The purpose of the new requirements is (1) to protect the US Medicare system from making payments in situations where a private insurer and/or a tortfeasor is deemed to be the primary payer obligated to make payments to the Medicare beneficiary and (2) to avoid possible duplicate payments to the Medicare beneficiary.   The failure to comply with Medicare’s new reporting rules can result in a civil penalty of USD 1,000.00 per day of non-compliance, per claimant.

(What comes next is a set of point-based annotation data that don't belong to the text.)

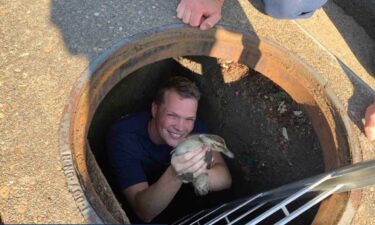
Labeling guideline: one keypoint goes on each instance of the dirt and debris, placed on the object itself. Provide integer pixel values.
(272, 138)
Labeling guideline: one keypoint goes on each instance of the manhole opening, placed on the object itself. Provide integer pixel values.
(270, 134)
(117, 66)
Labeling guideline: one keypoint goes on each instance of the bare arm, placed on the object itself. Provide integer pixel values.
(219, 175)
(148, 201)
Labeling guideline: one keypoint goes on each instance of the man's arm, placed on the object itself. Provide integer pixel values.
(200, 13)
(219, 176)
(148, 201)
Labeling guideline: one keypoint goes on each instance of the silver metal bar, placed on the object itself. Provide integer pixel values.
(308, 205)
(287, 201)
(285, 210)
(248, 212)
(206, 215)
(229, 212)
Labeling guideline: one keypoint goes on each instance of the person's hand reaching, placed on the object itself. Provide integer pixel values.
(200, 13)
(370, 122)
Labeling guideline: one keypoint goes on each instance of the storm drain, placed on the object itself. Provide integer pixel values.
(273, 110)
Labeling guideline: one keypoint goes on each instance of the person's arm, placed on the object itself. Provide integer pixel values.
(370, 122)
(148, 201)
(200, 13)
(219, 176)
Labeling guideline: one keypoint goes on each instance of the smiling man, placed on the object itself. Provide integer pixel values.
(139, 148)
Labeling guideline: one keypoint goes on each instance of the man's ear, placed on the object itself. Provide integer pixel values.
(154, 109)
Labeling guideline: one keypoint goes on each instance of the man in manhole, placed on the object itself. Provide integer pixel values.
(140, 146)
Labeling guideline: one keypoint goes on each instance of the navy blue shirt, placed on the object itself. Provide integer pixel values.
(133, 156)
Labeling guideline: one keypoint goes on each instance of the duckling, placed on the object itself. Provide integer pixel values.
(193, 143)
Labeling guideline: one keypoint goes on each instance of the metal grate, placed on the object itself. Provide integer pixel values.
(253, 210)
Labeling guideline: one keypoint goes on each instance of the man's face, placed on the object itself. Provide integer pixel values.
(174, 117)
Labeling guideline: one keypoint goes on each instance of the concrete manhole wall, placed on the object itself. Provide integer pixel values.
(85, 179)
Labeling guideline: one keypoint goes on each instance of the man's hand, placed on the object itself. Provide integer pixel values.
(370, 122)
(200, 13)
(190, 163)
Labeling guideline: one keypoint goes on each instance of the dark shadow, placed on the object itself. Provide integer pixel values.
(363, 13)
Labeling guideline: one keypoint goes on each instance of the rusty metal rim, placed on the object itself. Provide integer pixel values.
(302, 83)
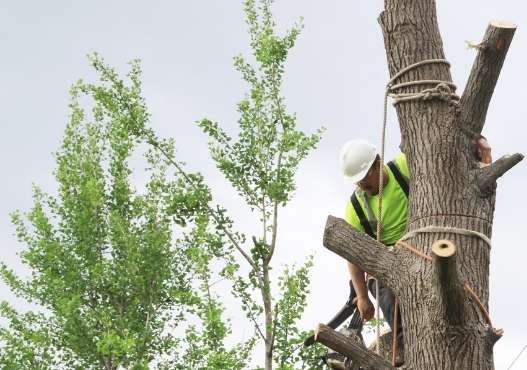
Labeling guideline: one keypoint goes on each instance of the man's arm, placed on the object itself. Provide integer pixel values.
(364, 304)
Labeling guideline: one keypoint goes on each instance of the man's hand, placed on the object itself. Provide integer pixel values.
(483, 150)
(365, 307)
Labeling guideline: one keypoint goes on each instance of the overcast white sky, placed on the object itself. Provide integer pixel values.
(335, 77)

The entities responsible for complying with the reporting requirements are referred to as responsible reporting entities or RREs.    In light of the "pay to be paid" principle contained in the Association's Rules, a shipowner should consider itself to be the RRE and it has the responsibility to report any qualifying payments made to Medicare beneficiaries.   If there are questions about whether a particular claimant is a Medicare beneficiary or if the payment requires reporting to CMS, a shipowner should consult with counsel as soon as possible as determinations of eligibility are complex and fact-dependent. 

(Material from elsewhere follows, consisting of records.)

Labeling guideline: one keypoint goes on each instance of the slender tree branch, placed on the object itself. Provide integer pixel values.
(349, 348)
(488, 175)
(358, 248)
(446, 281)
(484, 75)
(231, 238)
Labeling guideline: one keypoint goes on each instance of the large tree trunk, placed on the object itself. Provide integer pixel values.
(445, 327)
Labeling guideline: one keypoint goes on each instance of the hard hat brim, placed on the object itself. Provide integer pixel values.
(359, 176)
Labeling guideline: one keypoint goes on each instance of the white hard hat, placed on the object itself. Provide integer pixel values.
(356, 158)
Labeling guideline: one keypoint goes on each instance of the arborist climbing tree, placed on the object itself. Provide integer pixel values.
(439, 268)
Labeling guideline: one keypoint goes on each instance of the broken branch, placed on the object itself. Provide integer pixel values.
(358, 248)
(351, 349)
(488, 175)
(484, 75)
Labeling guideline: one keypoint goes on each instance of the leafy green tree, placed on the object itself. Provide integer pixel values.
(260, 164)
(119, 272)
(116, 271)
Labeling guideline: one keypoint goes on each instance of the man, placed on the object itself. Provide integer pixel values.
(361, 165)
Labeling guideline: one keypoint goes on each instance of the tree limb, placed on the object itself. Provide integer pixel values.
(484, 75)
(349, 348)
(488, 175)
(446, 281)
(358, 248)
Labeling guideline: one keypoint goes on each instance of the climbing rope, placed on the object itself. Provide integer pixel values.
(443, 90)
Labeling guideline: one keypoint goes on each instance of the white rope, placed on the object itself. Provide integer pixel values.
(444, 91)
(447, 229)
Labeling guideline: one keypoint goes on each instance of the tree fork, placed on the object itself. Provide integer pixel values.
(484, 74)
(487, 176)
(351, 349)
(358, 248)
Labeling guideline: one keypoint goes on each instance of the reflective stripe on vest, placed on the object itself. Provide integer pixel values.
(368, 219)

These reporting regulations were originally scheduled to go into effect on July 1, 2009 but there have been delays in their implementation.  The timetable to report settlements, judgments, awards or other payments is being phased in over time and is as follows: 

  • payments of over USD 100,000 made on or after October 1, 2011 must be reported to CMS in the quarter beginning January 1, 2012.  This means reporting must be done by March 31, 2012.
  • payments of over USD 50,000 made on or after April 1, 2012 must be reported to CMS in the quarter beginning July 1, 2012.  This means reporting must be done by September 30, 2012.
  • payments of over USD 25,000 made on or after July 1, 2012 must be reported to CMS in the quarter beginning October 1, 2012.  This means reporting must be done by December 31, 2012.
  • payments over a minimum threshold (yet to be determined) made on or after October 1, 2012 must be reported to CMS in the quarter beginning January 1, 2013.  This means reporting must be done by March 31, 2013.

CMS has provided voluminous guidance documents which are available at

Questions have been raised about whether these reporting requirements apply to entities which do not have a US domicile or subsidiary.  At present, there are no exceptions to this reporting requirement based on the domicile of the shipowner RRE.  Therefore, if the RRE determines that the claimant is Medicare eligible, the RRE has s duty to report to CMS regardless of its foreign domicile or presence outside the US. 

In light of these reporting requirements, various third-party contractors can be retained by members to assist in the Medicare reporting requirements.   We encourage members to ask the Skuld claimshandler and/or legal correspondents to provide recommendations for reputable contractors. 


[1]       In general terms, US citizens are eligible to receive Medicare benefits if they are 65 years of older, if they are In under age 65 and have certain disabilities, or if, regardless of age, they have end-stage renal disease.

[2]       On 16 March 2009, CMS published on its website Version 1 of the Mandatory Reporting User Guide and it outlined the form, manner and frequency with which it expects to receive data from liability insurers, self-insurers, no fault insurers and workers’ compensation plans.   On 11 August 2011, CMS published Version 3.2 of its User Guide.  This document is 311 pages in length and it is available here (PDF).